It’s probably a good thing that such blatantly sexist films – see above – like this are not made anymore. Except, of course, the Carry On . . . films (1958-92) were not quite as straightforwardly reactionary as the poster suggests. For a start, the men are all pathetic, self-absorbed idiots; the competent gender is female. This is expressed in Cabby through Hattie Jacque’s character who, in umbrage at her husband’s (Sid James) attitude toward her, starts her own cab (taxi) business, in secret, and easily beats him at his own game. In comedies it’s relatively easy to dramatise such subversive representations as we’re obviously not meant to be taking it seriously however in order for the humour to work it has to draw upon generally recognised tropes; in other words, maybe men deep down knew their hubris was ridiculous. Talbot Rothwell’s script gives James lines that demonstrate his own stupidity in one sentence: he bemoans not knowing what his wife’s up to but refuses to ask her if she isn’t going to tell him without him having to ask.
The film’s poster isn’t a million miles away from the style of Bamforth’s smutty/bawdy postcards that drew on the music hall tradition of double entendres and terrible puns. I’m not sure the Carry On . . . series’ style of humour has any purchase for today’s youngsters, or even those slightly older; how much is my enjoyment for them nostalgia or a funny bone trained by the films during my formative years? In writing about them John Hill suggested:
the earlier films . . . focus on . . . institutions which bear most heavily on working-class experiences . . . the ‘them’ and ‘us’ attitude characteristic of certain forms of working-class consciousness refers primarily to the experience of authority relations, especially petty officialdom. (Sex, Class and Realism: British Cinema 1956-1963, 142-3)
The series ran for over 30 films showing how popular it was with the mass audience, even whilst the latter was declining for cinema during the 1960s.

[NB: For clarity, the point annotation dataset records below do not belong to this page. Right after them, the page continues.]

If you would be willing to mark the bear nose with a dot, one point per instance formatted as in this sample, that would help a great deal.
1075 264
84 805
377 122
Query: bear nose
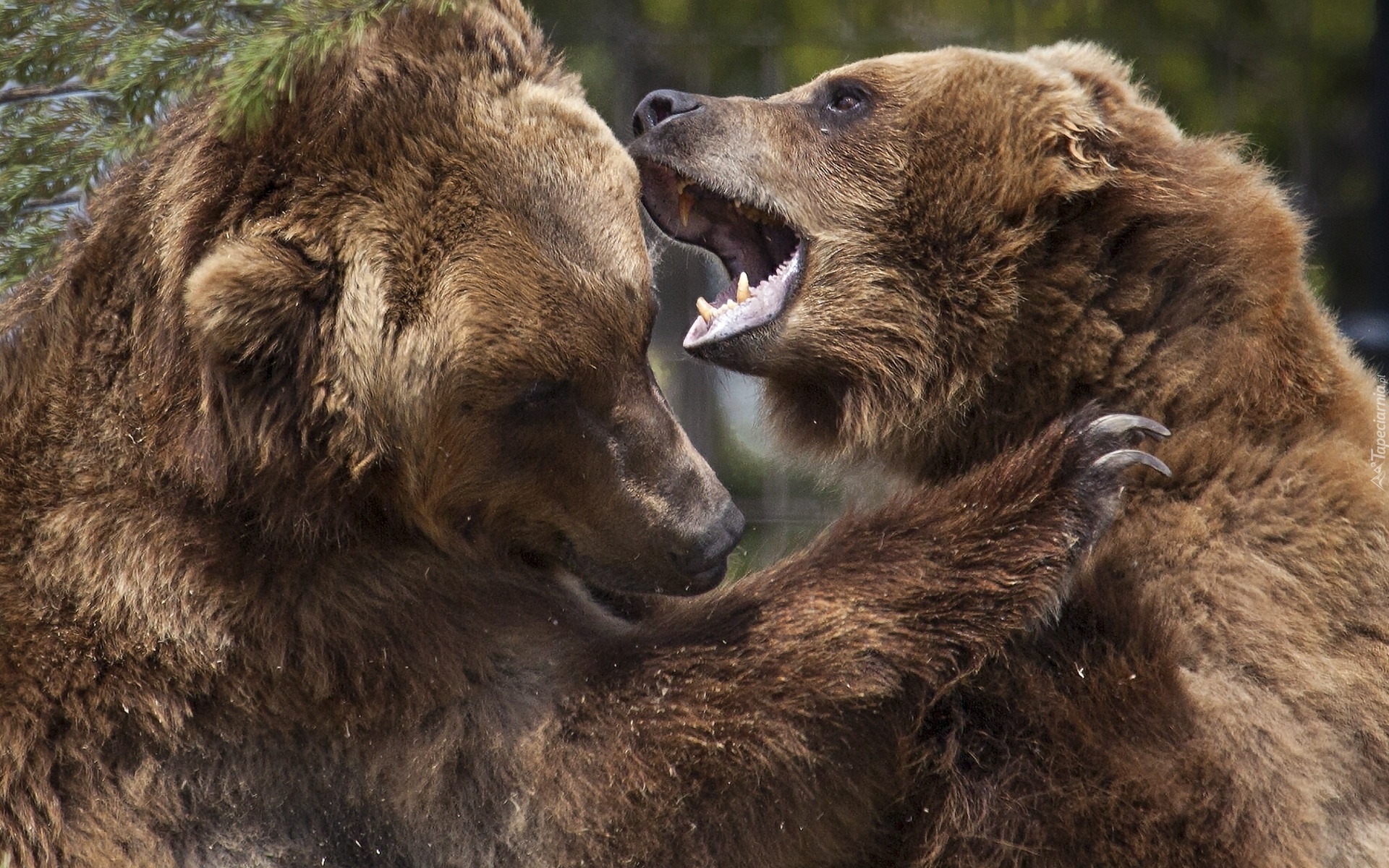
660 106
705 561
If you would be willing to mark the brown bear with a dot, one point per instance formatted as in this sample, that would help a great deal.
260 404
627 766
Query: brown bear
328 457
931 255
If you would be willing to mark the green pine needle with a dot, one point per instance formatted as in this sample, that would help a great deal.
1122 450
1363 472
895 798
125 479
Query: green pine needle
90 78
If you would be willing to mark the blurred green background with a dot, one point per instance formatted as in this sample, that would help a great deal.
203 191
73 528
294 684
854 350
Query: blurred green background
1292 75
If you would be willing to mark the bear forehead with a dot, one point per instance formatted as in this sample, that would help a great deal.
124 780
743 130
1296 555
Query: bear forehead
912 74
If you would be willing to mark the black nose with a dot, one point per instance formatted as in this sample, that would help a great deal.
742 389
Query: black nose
659 107
705 561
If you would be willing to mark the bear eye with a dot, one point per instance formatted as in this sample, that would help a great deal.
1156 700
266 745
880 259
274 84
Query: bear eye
543 396
845 99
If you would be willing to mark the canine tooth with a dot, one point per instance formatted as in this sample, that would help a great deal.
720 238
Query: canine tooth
706 310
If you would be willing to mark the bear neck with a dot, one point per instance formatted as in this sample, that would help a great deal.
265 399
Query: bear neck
1178 296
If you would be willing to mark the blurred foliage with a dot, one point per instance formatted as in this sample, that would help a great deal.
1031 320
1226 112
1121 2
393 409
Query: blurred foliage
85 81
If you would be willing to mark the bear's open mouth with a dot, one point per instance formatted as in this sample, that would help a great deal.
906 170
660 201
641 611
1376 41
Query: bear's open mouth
763 255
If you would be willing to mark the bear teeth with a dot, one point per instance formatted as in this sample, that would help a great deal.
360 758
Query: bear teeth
744 294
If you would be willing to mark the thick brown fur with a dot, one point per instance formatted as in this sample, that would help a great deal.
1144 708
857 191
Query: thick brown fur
993 241
306 448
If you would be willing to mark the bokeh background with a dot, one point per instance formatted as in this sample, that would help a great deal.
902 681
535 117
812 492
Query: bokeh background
1299 78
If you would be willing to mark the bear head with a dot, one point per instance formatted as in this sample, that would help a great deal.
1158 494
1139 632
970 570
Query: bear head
878 224
416 297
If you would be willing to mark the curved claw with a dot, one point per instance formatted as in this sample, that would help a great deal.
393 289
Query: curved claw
1127 457
1121 422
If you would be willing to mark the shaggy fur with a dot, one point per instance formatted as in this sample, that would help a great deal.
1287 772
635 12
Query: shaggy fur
995 239
313 453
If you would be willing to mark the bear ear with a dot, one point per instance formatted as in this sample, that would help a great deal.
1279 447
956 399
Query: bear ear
253 302
1082 139
1094 82
255 310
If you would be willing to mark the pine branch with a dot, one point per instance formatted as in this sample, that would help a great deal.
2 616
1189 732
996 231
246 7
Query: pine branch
90 78
25 93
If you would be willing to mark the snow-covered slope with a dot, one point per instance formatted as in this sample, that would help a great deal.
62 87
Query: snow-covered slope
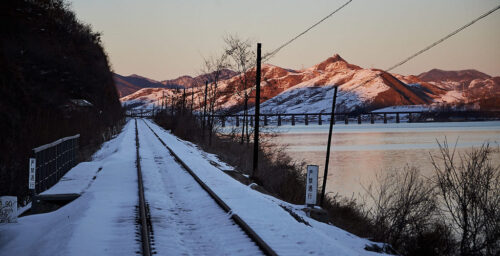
102 221
311 89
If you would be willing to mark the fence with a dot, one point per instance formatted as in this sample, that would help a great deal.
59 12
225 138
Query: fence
51 161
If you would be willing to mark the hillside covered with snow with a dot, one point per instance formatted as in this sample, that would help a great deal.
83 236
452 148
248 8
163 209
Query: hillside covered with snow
311 89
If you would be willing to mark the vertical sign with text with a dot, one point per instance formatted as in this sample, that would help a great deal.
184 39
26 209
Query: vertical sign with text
31 182
8 209
311 184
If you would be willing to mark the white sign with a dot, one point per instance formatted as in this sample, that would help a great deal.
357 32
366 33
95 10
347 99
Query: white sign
31 181
311 184
8 209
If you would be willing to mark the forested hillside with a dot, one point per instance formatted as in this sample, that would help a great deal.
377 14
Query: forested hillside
50 63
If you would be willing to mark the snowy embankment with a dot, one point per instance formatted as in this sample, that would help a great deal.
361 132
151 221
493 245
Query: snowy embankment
185 220
100 222
265 214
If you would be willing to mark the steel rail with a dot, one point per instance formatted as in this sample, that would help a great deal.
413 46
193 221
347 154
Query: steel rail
265 248
146 245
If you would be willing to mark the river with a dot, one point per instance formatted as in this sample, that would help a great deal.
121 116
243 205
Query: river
360 152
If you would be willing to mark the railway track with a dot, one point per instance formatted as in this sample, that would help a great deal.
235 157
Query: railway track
143 216
261 245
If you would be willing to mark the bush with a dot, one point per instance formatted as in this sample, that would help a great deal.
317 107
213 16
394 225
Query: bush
469 190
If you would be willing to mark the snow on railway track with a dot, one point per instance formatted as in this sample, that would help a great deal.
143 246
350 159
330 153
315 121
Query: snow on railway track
185 219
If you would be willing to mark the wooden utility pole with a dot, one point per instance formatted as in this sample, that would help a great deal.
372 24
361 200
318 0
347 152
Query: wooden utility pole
183 100
192 99
204 110
332 121
257 115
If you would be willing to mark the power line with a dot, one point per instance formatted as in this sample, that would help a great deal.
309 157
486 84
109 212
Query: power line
271 54
431 45
444 38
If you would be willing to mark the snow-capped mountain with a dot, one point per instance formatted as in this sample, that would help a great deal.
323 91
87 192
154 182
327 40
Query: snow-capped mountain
126 85
189 81
311 89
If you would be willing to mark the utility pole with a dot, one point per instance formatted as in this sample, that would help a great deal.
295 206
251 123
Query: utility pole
257 115
192 99
204 110
332 121
183 100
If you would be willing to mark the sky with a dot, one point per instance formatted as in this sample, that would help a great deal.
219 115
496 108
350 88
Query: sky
165 39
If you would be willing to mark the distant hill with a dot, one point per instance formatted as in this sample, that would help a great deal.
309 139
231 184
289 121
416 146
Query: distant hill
438 75
188 81
311 89
127 85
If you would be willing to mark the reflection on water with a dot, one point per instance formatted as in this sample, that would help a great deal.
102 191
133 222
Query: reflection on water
360 151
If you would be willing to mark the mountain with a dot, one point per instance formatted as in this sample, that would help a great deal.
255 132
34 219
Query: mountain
129 84
50 62
188 81
438 75
311 89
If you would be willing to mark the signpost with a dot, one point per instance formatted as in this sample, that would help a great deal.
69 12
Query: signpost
311 185
8 209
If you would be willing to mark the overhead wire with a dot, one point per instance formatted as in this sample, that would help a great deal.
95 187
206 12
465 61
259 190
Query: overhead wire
429 46
275 51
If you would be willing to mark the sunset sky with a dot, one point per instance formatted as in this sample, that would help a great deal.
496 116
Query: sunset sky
164 39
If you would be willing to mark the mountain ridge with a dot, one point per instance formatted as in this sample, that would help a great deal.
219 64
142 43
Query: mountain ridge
309 89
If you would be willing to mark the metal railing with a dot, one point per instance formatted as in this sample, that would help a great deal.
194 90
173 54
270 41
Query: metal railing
51 162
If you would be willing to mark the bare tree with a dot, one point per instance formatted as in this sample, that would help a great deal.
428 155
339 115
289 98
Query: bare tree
242 58
403 205
213 67
469 189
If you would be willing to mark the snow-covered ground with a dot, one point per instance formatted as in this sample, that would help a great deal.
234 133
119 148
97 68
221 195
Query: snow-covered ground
264 213
102 220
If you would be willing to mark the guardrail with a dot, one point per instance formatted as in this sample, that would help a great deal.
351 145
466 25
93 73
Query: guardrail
50 162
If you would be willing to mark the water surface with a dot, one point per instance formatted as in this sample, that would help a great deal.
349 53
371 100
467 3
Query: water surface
359 152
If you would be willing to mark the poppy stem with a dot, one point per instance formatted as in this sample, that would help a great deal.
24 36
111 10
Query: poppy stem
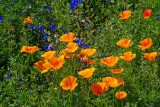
70 100
121 103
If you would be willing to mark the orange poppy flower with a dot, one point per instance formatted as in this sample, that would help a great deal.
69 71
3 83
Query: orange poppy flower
88 52
29 49
69 83
68 37
72 47
87 73
44 66
125 43
90 61
125 14
112 81
99 88
69 56
57 63
110 61
128 56
150 56
147 13
121 95
145 43
48 55
116 71
28 19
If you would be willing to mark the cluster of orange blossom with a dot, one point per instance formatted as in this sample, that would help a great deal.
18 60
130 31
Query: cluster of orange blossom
28 19
52 62
126 14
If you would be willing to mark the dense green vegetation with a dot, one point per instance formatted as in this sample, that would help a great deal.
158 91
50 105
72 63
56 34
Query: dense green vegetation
95 23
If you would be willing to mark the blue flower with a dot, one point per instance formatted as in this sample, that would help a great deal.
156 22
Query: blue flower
30 91
157 16
156 57
79 70
88 25
27 4
26 27
32 26
79 1
85 16
36 28
6 8
81 43
50 8
44 36
52 49
72 6
77 41
43 82
19 103
1 18
45 7
51 19
9 76
41 28
86 46
46 47
105 56
75 3
53 27
65 32
111 47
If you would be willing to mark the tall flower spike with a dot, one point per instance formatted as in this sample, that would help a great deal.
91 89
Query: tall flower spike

It was a healthy antidote to the middle-class niceties of Anna Neagle (directed by Herbert Wilcox) but without the gritty realism of the new wave, which invariably featured working-class characters. In Cabby the conflict is not with officialdom and the gender wars, of course, are resolved in favour of men who get to act the heroes in a typical Carry On . . . ending which dramatises collective action. However, it is noticeable that the collectivism of trade unions is shown not to be desirable.
The key to the series’ success was the actors; in addition to the aforementioned, other regulars grace the film: Kenneth Connor, Jim Dale, Liz Fraser and Charles Hawtrey. The men’s attitude toward sex is puerile and apparently typically British, who seem to feel they could never compete with French eroticism, and I wonder to what extent the passionless, middle class, stiff upper lip attitude (evident in Neagle’s films for example) informed these representations. The censorship of anything sexually daring only started to loosen during the ’60s and it wasn’t until the mid-’80s that the industry (self-)regulator changed its name from British Board of Film Censors to British Board of Film Classification. In 1969 Carry on Camping brought female, topless nudity into the mainstream by starting the film with characters watching Nudist Paradise (UK, 1960); one of a number of ‘nudies’ that circumvented censorship by documenting, as opposed to dramatising, life on a nudist camp. If memory serves, Carry On Up the Khyber (1968) is the best of the films.